Microsoft, some years ago, entered the instant messaging fray with its inaugural effort in the area: MSN Messenger. Several versions later, we are at ‘8.0’ and somehow – we are still plagued by the same issues with it as in version ‘1.0’. Viruses are still circulating through it willy-nilly; companies are still blocking it whenever / however they can, etc. I used to think it was a sign of poor network administration: instant messaging can be very handy for us developers to have access to. But this past week, when suddenly people on my contact list apparently started trying to upload the same virus-infected, bogus file (which I declined, of course), our company’s network admins had to take some kind of action lest there be infected PCs hither and thither. Leaving aside for the moment the fact that, particularly as a software development company, most of the staffers should have been "with it" enough to fix their own desktop PCs if infected and/or know how to avoid becoming infected in the 1st place, our company is a strategic partner of the software giant for developing products and solutions around a number of Microsoft’s server technologies; but most critically, Commerce Server 2007 and Biztalk Server. And yet here we are, quite literally, thubming our collective nose at Messenger – a very unusual thing indeed!

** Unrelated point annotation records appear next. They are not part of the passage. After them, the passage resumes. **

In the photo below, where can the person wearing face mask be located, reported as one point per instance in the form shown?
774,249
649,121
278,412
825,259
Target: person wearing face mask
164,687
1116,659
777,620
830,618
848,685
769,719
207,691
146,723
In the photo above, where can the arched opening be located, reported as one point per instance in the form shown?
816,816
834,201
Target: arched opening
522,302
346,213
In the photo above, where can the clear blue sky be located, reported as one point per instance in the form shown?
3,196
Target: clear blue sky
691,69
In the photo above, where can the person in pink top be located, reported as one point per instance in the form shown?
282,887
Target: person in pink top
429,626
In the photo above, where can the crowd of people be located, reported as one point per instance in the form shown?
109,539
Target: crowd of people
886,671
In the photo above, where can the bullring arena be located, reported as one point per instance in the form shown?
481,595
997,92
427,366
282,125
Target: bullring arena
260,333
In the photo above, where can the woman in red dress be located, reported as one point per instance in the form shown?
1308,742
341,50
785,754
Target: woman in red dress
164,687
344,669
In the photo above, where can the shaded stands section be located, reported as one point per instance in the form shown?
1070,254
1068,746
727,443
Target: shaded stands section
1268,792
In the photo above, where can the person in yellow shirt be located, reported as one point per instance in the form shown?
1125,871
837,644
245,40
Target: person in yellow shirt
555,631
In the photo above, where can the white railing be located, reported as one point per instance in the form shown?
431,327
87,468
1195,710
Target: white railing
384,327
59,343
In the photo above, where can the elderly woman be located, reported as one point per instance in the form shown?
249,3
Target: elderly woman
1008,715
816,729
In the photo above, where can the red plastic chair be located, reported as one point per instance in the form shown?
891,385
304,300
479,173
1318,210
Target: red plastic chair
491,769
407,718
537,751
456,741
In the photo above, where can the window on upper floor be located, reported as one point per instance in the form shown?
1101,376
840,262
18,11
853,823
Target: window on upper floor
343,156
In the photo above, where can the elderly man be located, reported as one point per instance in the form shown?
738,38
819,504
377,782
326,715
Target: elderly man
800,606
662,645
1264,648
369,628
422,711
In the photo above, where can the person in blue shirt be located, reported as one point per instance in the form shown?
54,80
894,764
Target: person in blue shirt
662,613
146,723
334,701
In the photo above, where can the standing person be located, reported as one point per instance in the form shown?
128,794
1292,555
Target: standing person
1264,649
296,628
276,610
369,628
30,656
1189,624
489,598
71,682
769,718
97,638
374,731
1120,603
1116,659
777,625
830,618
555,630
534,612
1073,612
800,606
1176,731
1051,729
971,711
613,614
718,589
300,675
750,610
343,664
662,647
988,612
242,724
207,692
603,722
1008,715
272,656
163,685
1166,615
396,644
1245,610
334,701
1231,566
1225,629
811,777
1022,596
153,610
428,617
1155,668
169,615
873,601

The response from Microsoft should be, obviously, to deal with the chronic problems that accompany Messenger. When your biggest partners and advocates in the industry are taking such rash measures to avoid its use, how can you claim with a straight face that others should be choosing Microsoft for online solutions? It doesn’t look good. And at this point, its blocking isn’t a knee-jerk reaction to what might happen, or some idelogical hatred for Windows, Messenger or Bill. It’s a response to a failing product that desperately needs to be fixed!
In closing, I have to wonder what the good folks who work at Microsoft itself use to converse. There’s a philosophy at One Microsoft Way, Redmond WA (as at other Microsoft workplaces around the world) to "eat [their] own dogfood" – that is using Microsoft products whereever possible within the company. Trouble is, Microsoft now offers three or perhaps four other instant messaging solutions; including MS Office’s Groove 2007, Communicator (from MS Communications Server), in addition to Windows Live Messenger. These other two are for chatting with others either collaboratively on the extranet or on the corporate LAN itself – not so much for chatting with the outside world. Even so, my company hasn’t adopted either of these in the wake of the decision to simply block all Messenger traffic. But if using Messenger was mandated, I can’t imagine the software giant putting up with viruses like the one that hit last week for very long, nor do I believe they block Messenger on the Microsoft extranet.